Saturday, January 9, 2016

Day 146: Book Excerpt: Physics of The Future



One of the scientists who is unlocking the secrets of life is Robert Lanza, a man in a hurry. He is a new breed of biologist, young, energetic, and full of fresh ideas—so many breakthroughs to be made and so little time. Lanza is riding the crest of the biotech revolution. Like a kid in a candy store, he delights in delving into uncharted territory, making breakthroughs in a wide range of hot-button topics.
A generation or two ago, the pace was much different. You might find biologists leisurely examining obscure worms and bugs, patiently studying their detailed anatomy and agonizing over what Latin names to give them.
Not Lanza.
I met him one day at a radio studio for an interview and was immediately impressed by his youth and boundless creativity. He was, as usual, rushing between experiments. He told me he got his start in this fast-moving field in the most unusual way. He came from a modest working-class family south of Boston, where few went to college. But while in high school, he heard the astonishing news about the unraveling of DNA. He was hooked. He decided on a science project: cloning a chicken in his room. His bewildered parents did not know what he was doing, but they gave him their blessing.
Determined to get his project off the ground, he went to Harvard to get advice. Not knowing anyone, he asked a man he thought was a janitor for some directions. Intrigued, the janitor took him to his office. Lanza found out later that the janitor was actually one of the senior researchers at the lab. Impressed by the sheer audacity of this brash young high school student, he introduced Lanza to other scientists there, including many Nobel-caliber researchers, who would change his life. Lanza compares himself to Matt Damon’s character in the movie Good Will Hunting, where a scruffy, street-smart working-class kid astonishes the professors at MIT, dazzling them with his mathematical genius.
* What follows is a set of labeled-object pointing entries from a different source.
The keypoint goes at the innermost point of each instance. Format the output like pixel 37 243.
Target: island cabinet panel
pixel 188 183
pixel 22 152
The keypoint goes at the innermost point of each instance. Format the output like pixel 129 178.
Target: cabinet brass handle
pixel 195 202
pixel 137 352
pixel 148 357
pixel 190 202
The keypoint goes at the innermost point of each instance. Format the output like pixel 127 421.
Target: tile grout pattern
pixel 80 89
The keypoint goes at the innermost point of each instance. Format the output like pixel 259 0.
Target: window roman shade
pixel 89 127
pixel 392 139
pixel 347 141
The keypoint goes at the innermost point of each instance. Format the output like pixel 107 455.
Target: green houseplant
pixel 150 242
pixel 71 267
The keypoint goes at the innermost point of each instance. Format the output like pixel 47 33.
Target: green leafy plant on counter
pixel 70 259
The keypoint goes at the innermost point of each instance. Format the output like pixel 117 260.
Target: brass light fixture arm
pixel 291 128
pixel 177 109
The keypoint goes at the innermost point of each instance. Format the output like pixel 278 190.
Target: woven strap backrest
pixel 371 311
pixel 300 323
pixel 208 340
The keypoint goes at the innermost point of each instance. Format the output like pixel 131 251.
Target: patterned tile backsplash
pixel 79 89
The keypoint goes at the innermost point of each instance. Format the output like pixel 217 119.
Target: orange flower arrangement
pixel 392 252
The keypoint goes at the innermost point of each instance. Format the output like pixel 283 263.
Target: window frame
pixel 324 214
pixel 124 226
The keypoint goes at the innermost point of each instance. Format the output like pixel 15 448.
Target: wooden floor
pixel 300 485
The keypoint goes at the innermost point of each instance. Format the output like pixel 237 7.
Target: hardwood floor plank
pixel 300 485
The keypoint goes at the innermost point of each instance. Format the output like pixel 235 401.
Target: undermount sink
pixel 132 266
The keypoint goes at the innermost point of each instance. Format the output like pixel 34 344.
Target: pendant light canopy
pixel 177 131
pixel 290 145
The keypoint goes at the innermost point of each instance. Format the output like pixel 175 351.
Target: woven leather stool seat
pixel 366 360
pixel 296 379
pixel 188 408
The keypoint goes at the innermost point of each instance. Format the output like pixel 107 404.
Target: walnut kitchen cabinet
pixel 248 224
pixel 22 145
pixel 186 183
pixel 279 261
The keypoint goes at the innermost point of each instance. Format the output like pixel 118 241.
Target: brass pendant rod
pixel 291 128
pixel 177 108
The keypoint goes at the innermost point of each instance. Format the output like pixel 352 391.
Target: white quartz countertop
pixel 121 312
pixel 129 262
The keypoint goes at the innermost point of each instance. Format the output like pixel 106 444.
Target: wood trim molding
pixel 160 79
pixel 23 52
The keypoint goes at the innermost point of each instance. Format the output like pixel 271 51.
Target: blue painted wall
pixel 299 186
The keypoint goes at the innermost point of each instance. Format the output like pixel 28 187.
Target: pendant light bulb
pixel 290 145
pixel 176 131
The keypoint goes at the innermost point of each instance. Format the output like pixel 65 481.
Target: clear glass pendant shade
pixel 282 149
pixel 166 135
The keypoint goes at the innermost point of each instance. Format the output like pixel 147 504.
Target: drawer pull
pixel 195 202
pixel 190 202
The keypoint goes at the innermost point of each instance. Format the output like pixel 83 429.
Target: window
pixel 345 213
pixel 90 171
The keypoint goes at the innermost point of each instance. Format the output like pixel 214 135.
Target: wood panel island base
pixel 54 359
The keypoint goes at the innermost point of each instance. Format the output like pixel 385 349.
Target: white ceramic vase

Today, Lanza is chief scientific officer of Advanced Cell Technology, with hundreds of papers and inventions to his credit. In 2003, he made headlines when the San Diego Zoo asked him to clone a banteng, an endangered species of wild ox, from the body of one that had died twenty-five years before. Lanza successfully extracted usable cells from the carcass, processed them, and sent them to a farm in Utah. There, the fertilized cell was implanted into a female cow. Ten months later he got news that his latest creation had just been born. On another day, he might be working on “tissue engineering,” which may eventually create a human body shop from which we can order new organs, grown from our own cells, to replace organs that are diseased or have worn out. Another day, he could be working on cloning human embryo cells. He was part of the historic team that cloned the world’s first human embryo for the purpose of generating embryonic stem cells.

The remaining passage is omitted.